Junko Morimoto was lucky to be home sick from school on the day that the nuclear bomb known as “Little Boy” destroyed Hiroshima 70 years ago.
“I was hit by a thunderous flash and an explosion of sound,” she recalled in a children’s book she wrote so even the youngest in our society would know the dangers of nuclear weapons. “My eyes burnt — everything went black. I held my sister. Everything faded away — I thought I was dying.”
The then 13-year-old’s home was flattened. The neighbourhood destroyed. Everything and nearly everyone she knew was torn apart, burnt or destroyed. The thunderous crash killed 360 of her school friends who went to classes on that hot August day. Skin fell like rags from those burnt in the blast. A neighbour was trapped in a drain when he died, only to remain there for weeks. Within five years, half a million people had died in Hiroshima and Nagasaki, which was destroyed three days later on August 9, 1945, by a nuclear bomb with the codename of Fat Man. Both were dropped by US Air Force B-29 Superfortress bombers, the first by the Enola Gay and the second on Nagasaki by Bock’s Car (often called the forgotten plane).
An Allied correspondent stands in the rubble of a building that once was a movie theatre in Hiroshima, on Sepember 8, 1945, two days after the first nuclear weapon ever used in warfare was dropped by the US. Photo: Stanley Troutman
New Red Cross data released on Thursday shows that even 70 years after the atomic blasts, Japanese hospitals treat thousands of survivors each year, mostly for cancer which has caused two-thirds of deaths. In the past 12 months, the Red Cross hospitals treated nearly 11,000 survivors.
The full impact of the blast on the survivors and their children who are now reaching 50 years of age, is still not fully known, Dr Masao Tomonaga, the director of the Japanese Red Cross Nagasaki Atomic Bomb Hospital and a survivor told Fairfax Media this week.
As well as suffering higher rates of cancer, new research by the Red Cross hospitals showed survivors who had lived close to the epicentres were also 1.5 times more likely to suffer from heart attacks and angina.
“I couldn’t imagine (these results) before we started this research some 65 years ago (when the hospitals were built.) This means atomic bomb radiation is a life-long effect, with evidence of a life-long susceptibility to cancers, leukaemia and heart attacks,” Dr Tomonaga said.
Of the 16,000 nuclear weapons held today, 1800 are launch ready and any one would make Little Boy or Fat Man “look tiny” and wipe out a city like Sydney, said Robert Tickner, the CEO of the Australian Red Cross. No country or medical service could handle the immediate or long-term impacts, including the millions who would go hungry, Red Cross research has found.
Mr Tickner is calling on Australians and their leaders to support a ban on nuclear weapons for humanitarian reasons.
The author Junko Morimoto drawing as a young girl near what became the Hiroshima Peace Memorial. Photo: Junko Morimoto
“If the world has moved on biological and chemical weapons as illegal weapons of war, if we have moved on clusters, landmines and had conventions to tackle those to deal with them as a weapon of war, what madness is it that we have not taken a similar stand on nuclear weapons.They are the standout greatest threat to the planet,” he said.
Around 113 countries have now signed the Austrian Pledge to prohibit and eliminate nuclear weapons because of their unacceptable humanitarian consequences. The federal government hasn’t signed, but the ALP ‘s new party platform, amended at last month’s conference, agrees to “prohibiting and eliminating nuclear weapons is a humanitarian imperative.”
Until that ban, the 83-year-old Mrs Morimoto – who with her older sister are the only two known survivors of the blasts in Australia – will keep telling and retelling her story whenever and wherever she can.

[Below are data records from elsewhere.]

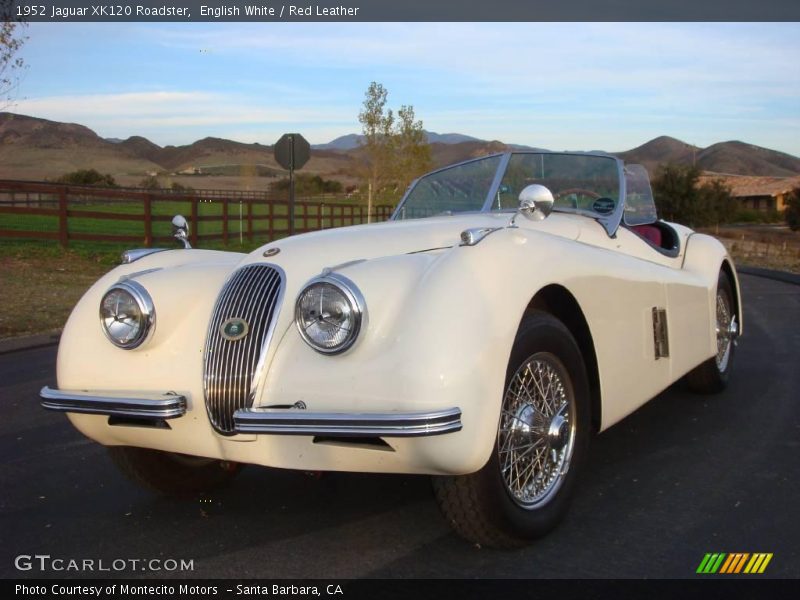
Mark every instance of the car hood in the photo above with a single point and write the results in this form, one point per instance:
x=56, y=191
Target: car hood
x=335, y=246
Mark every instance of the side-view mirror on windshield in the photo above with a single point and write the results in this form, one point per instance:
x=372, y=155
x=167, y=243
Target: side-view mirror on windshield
x=536, y=202
x=180, y=230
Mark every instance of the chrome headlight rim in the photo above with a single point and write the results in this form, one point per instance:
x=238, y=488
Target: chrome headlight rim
x=358, y=307
x=146, y=307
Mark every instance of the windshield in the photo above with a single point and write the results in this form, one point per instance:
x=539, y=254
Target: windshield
x=462, y=188
x=640, y=208
x=580, y=183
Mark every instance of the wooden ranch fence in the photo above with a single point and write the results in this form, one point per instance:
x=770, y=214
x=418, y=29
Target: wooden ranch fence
x=67, y=213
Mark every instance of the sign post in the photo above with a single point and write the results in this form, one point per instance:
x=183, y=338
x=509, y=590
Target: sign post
x=292, y=151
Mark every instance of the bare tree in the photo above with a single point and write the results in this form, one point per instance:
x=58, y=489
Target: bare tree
x=412, y=151
x=396, y=149
x=376, y=125
x=11, y=65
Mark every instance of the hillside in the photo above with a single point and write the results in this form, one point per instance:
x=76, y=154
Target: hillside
x=36, y=149
x=735, y=158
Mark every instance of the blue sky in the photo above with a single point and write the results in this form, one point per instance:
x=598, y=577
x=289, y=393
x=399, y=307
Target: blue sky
x=579, y=86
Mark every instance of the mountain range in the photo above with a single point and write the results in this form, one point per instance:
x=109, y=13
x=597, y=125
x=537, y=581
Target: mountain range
x=35, y=149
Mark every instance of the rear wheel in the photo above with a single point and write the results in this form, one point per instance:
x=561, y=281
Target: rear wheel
x=524, y=489
x=712, y=376
x=171, y=473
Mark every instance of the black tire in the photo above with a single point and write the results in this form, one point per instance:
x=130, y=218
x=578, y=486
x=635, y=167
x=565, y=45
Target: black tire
x=712, y=376
x=482, y=507
x=173, y=474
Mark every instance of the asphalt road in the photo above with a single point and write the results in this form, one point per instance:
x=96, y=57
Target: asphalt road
x=683, y=476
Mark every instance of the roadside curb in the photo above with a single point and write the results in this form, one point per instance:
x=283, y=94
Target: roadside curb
x=30, y=342
x=783, y=276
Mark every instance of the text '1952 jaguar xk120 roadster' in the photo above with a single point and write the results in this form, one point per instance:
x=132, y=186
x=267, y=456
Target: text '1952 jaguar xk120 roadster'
x=514, y=305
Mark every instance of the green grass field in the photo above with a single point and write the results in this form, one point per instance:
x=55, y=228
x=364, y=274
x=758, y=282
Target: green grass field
x=264, y=217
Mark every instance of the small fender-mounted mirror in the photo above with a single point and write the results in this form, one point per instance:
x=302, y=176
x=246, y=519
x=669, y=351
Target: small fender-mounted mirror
x=536, y=202
x=180, y=230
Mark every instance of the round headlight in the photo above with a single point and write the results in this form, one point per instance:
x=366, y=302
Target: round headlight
x=127, y=314
x=329, y=312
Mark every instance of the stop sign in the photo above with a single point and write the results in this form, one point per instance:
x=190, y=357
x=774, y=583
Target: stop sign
x=292, y=151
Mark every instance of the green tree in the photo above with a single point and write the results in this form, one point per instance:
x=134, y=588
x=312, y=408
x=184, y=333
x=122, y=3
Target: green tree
x=11, y=65
x=716, y=203
x=792, y=213
x=376, y=126
x=150, y=183
x=309, y=185
x=681, y=198
x=87, y=177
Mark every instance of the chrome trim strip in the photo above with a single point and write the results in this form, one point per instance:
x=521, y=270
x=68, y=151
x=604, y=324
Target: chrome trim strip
x=129, y=256
x=336, y=424
x=139, y=405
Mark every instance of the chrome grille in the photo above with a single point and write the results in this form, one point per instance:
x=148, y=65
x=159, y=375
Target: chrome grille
x=253, y=295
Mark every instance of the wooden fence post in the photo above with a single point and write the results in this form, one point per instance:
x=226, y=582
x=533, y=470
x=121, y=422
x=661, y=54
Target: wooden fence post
x=63, y=232
x=148, y=220
x=195, y=223
x=224, y=221
x=249, y=220
x=270, y=221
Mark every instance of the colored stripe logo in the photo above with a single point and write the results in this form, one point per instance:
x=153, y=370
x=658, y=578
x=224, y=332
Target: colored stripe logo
x=734, y=563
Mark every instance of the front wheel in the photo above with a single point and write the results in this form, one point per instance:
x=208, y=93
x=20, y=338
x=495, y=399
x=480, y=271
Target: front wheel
x=524, y=489
x=171, y=473
x=712, y=375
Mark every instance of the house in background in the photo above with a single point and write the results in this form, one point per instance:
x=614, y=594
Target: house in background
x=759, y=193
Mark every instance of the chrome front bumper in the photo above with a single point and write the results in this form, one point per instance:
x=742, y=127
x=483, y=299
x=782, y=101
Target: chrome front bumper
x=115, y=404
x=335, y=424
x=260, y=420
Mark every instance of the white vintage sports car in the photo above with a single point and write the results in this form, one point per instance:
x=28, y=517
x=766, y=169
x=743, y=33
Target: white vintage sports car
x=514, y=305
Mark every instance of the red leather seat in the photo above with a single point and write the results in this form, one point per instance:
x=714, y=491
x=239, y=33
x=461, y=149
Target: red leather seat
x=649, y=232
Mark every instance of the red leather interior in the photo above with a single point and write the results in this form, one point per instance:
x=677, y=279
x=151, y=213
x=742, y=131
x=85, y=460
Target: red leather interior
x=649, y=232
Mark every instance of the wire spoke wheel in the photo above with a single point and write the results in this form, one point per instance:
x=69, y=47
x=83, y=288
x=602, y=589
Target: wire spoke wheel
x=726, y=329
x=536, y=434
x=711, y=376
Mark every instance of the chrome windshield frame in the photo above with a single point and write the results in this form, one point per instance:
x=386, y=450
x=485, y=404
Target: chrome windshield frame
x=610, y=222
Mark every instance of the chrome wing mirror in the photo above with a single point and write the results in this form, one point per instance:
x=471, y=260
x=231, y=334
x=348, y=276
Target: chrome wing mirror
x=535, y=202
x=180, y=230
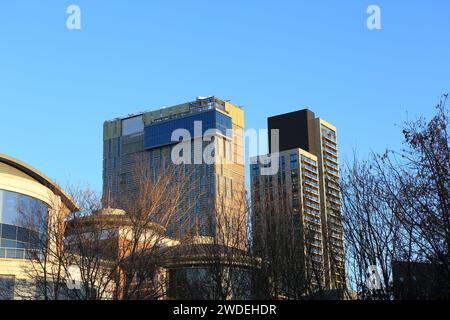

After she reads the story to schoolchildren, she makes them promise to never make or go to war.
Writing My Hiroshima, the sixth of 14 children’s books she has written, was the hardest thing she had done, she said, bringing tears as she drew her younger self. With a non-malignant brain tumour causing her to lose balance, she is increasingly aware that time is running out for all the hibakusha or bomb-affected people.
Aware that many of the 190,000 living survivors of Hiroshima and Nagasaki are dying or ill, Mrs Morimoto feels compelled to tell her story while she can. “Very few of those (survivors who are still living) can tell what happened. So it is very important to share my experience on every opportunity,” said Mrs Morimoto at her home in Sydney across from a busy primary school.